Depuis des années, la succession dynastique est instaurée en Afrique comme au Gabon, au Togo et au Tchad où elle vient d’être consacrée. Ce qui s’est fait au Togo et au Gabon et officialisé au Tchad, c’est la succession du père par le fils. Personne ne semble pouvoir s’y opposer. Ce schéma risque de faire tache d’huile dans les autres pays du continent. D’autant que la clémence voire la complaisance de la “communauté internationale” à l’égard de ces “monarchies républicaines” a coûté à cette dernière le peu de crédibilité qui lui restait.
Conséquence: le processus est en marche forcée en Guinée Équatoriale, au Congo-Brazzaville, en Ouganda et au Rwanda.
Indices et procédés
Le processus de monarchisation des républiques utilise les mêmes méthodes et les indices qui le révèlent sont invariables.

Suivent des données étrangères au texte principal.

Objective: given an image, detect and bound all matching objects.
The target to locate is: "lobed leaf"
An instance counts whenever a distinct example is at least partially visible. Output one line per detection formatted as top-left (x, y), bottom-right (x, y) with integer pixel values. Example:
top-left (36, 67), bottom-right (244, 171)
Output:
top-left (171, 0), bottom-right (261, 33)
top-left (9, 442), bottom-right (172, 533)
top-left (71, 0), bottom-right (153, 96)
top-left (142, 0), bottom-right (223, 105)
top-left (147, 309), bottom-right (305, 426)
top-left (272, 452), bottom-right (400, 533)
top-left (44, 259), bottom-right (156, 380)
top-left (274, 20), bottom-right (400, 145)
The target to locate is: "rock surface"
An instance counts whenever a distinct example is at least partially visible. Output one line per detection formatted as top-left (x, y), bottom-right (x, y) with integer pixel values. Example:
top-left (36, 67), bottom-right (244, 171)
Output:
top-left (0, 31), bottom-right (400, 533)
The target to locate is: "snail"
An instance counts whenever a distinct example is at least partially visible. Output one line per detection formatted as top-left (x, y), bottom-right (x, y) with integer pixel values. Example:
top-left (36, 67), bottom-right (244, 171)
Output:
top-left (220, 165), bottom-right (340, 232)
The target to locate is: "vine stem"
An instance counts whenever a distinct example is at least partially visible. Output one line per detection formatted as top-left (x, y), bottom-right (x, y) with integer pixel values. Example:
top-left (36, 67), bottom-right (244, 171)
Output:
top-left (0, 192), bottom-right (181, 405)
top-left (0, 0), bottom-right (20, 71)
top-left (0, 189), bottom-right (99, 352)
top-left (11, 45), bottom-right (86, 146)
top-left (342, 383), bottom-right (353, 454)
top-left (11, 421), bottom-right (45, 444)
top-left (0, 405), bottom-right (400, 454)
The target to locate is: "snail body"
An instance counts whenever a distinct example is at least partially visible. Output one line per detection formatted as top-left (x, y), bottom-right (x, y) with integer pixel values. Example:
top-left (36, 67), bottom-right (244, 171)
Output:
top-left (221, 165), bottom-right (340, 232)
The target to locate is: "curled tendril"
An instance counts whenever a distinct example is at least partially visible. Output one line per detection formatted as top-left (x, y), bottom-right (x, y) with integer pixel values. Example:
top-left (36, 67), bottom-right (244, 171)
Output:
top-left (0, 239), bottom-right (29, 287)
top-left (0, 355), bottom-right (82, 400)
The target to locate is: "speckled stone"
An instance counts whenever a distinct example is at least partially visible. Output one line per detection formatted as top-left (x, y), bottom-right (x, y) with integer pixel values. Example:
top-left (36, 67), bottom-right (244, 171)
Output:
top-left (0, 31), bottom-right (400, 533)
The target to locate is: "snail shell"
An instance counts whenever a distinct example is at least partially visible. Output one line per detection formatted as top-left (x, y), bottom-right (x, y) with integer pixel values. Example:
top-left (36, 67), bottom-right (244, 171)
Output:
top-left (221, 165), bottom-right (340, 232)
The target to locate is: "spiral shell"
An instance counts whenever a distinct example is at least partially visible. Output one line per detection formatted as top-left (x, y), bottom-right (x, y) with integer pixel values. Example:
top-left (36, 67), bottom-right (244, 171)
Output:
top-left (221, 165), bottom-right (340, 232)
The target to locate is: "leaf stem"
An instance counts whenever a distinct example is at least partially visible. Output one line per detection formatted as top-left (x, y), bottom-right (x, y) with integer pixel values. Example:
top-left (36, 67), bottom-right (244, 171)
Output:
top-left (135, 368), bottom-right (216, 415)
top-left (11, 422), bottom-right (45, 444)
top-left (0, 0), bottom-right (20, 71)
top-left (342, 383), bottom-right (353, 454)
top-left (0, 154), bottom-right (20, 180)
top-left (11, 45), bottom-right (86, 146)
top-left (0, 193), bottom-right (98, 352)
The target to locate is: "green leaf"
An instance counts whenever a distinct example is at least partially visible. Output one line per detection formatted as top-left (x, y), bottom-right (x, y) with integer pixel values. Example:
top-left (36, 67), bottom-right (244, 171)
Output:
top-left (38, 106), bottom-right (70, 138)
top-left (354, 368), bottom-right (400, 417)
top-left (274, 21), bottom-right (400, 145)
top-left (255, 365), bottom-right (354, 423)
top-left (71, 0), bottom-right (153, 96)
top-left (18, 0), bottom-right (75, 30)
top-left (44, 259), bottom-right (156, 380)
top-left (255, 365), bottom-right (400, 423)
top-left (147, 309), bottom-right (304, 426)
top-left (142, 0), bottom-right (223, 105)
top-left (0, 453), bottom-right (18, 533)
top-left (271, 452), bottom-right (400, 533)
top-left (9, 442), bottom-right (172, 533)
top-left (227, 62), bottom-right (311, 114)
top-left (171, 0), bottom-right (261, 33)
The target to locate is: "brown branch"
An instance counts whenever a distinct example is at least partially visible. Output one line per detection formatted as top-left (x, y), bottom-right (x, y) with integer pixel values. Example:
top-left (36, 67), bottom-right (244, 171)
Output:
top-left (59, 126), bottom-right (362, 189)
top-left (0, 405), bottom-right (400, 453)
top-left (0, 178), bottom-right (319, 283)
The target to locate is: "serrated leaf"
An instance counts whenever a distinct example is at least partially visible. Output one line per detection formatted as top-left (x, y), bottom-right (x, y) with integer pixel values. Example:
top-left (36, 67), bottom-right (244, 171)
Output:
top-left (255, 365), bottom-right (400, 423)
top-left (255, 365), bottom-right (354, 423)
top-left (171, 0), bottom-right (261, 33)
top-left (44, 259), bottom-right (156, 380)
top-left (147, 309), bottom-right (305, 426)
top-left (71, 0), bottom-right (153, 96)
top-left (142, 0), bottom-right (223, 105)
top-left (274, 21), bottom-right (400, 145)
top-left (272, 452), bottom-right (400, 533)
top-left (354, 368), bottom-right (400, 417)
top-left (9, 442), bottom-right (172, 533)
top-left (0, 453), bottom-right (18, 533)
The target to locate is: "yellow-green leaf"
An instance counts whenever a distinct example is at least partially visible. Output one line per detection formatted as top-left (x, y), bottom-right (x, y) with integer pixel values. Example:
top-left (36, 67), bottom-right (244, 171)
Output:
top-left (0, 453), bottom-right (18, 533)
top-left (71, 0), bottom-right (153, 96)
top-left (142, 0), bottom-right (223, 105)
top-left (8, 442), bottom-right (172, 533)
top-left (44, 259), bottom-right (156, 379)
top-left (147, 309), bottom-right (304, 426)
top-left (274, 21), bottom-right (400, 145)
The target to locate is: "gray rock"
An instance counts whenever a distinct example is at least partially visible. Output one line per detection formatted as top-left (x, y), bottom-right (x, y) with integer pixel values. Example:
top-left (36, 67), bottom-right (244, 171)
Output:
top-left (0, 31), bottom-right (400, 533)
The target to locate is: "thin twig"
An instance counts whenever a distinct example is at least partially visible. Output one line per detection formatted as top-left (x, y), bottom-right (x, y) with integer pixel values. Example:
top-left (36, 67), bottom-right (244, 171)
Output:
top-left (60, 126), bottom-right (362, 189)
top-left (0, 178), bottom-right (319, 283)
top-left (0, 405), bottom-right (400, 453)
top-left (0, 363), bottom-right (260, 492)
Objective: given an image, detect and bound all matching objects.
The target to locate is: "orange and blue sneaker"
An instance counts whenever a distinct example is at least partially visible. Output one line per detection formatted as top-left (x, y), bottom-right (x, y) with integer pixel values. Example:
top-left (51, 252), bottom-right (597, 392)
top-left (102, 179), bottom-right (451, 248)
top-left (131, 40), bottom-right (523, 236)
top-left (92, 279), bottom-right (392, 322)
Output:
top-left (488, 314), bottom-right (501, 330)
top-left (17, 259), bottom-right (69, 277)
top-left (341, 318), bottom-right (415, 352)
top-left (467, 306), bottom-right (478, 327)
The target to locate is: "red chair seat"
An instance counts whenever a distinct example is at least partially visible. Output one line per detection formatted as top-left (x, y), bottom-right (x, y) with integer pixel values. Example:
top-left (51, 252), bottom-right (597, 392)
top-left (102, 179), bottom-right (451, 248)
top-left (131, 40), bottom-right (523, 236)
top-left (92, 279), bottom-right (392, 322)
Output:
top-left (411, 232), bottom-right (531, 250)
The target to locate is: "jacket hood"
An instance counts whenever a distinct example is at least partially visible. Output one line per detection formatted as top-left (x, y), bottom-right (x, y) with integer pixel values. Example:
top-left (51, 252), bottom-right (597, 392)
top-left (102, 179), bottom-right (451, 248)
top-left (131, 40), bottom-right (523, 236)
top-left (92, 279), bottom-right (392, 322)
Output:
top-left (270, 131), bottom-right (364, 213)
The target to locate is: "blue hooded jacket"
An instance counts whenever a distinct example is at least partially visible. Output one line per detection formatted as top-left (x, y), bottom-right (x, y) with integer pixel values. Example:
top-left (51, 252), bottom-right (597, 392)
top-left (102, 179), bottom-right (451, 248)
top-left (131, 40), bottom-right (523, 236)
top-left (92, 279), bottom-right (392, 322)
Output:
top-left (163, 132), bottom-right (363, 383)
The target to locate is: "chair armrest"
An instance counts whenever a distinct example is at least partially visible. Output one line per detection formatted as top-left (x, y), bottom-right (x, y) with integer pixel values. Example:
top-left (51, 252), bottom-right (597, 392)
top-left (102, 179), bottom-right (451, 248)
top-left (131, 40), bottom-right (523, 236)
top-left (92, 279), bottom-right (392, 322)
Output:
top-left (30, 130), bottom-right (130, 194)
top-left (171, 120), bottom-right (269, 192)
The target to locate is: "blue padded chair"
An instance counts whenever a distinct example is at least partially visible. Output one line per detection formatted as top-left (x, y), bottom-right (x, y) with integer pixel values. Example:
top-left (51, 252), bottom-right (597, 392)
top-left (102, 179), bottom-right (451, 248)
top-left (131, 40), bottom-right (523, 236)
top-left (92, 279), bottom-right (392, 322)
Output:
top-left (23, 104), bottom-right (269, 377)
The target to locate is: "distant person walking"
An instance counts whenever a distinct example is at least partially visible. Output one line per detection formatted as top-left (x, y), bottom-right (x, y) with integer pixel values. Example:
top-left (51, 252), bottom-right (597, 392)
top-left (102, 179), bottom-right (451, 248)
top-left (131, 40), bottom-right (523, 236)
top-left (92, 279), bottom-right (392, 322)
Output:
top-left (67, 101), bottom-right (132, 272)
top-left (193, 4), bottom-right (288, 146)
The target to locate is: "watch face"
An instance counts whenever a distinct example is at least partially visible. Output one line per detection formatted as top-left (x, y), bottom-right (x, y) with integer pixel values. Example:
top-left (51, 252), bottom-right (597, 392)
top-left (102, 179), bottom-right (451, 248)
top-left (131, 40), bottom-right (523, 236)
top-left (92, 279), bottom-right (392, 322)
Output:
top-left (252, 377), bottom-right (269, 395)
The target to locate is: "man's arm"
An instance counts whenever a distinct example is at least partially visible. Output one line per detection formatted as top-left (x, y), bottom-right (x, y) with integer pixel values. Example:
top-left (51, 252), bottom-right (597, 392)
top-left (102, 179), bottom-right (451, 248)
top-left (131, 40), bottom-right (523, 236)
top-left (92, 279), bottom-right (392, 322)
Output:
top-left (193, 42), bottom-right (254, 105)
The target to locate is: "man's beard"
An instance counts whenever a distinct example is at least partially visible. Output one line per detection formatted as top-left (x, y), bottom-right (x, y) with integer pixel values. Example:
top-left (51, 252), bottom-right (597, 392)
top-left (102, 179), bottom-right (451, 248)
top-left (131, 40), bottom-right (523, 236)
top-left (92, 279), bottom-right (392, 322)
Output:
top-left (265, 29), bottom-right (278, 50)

D’abord la présidence à vie de celui qui est au pouvoir est formellement actée. Ceci se fait notamment par le tripatouillage des Constitutions pour y exclure la limitation des mandats. Ou alors en y insérant la clause ridicule de remise des compteurs à zéro à la fin des échéances. Le cas le plus caricatural en la matière est celui du Rwanda. Ainsi, Paul Kagame, “après une transition de neuf ans (1994-2003) et trois mandats de sept ans chacun (2003-2024), il pourra se représenter pour deux nouveaux mandats de cinq ans et ainsi de suite jusqu’à sa mort” !(Constitution du Rwanda de 2015).
Les indices de cette monarchisation des républiques bananières apparaissent aux yeux de tous, le moment venu. Il y a notamment la montée en puissance et la préparation des fils désignés comme dauphins.
Mais les choix (ou le manque de choix) des monarques régnants, d’un, parmi leurs descendants à imposer pour lui succéder, ne sont pas toujours judicieux et des fois connaissent des ratés. Florilège !
Cas de la monarchie en Ouganda de Yoweri Kaguta Museveni.
Yoweri Kaguta Museveni, qui règne sur l’Ouganda depuis 1986, soit pendant 36 ans et qui est actuellement âgé de 80 ans, commence à imposer à l’opinion son fils unique Muhoozi Kainerugaba qu’il a longuement préparé comme son dauphin.
Muhoozi Kainerugaba est en effet à 48 ans, et depuis plusieurs années, Lieutenant Général et Commandant en Chef de l’Armée de Terre de l’Ouganda. Et depuis peu, il vient d’être nomme “Généralissime” et donc l’équivalent du Commandant en Chef Suprême des Armées qu’est son père Museveni.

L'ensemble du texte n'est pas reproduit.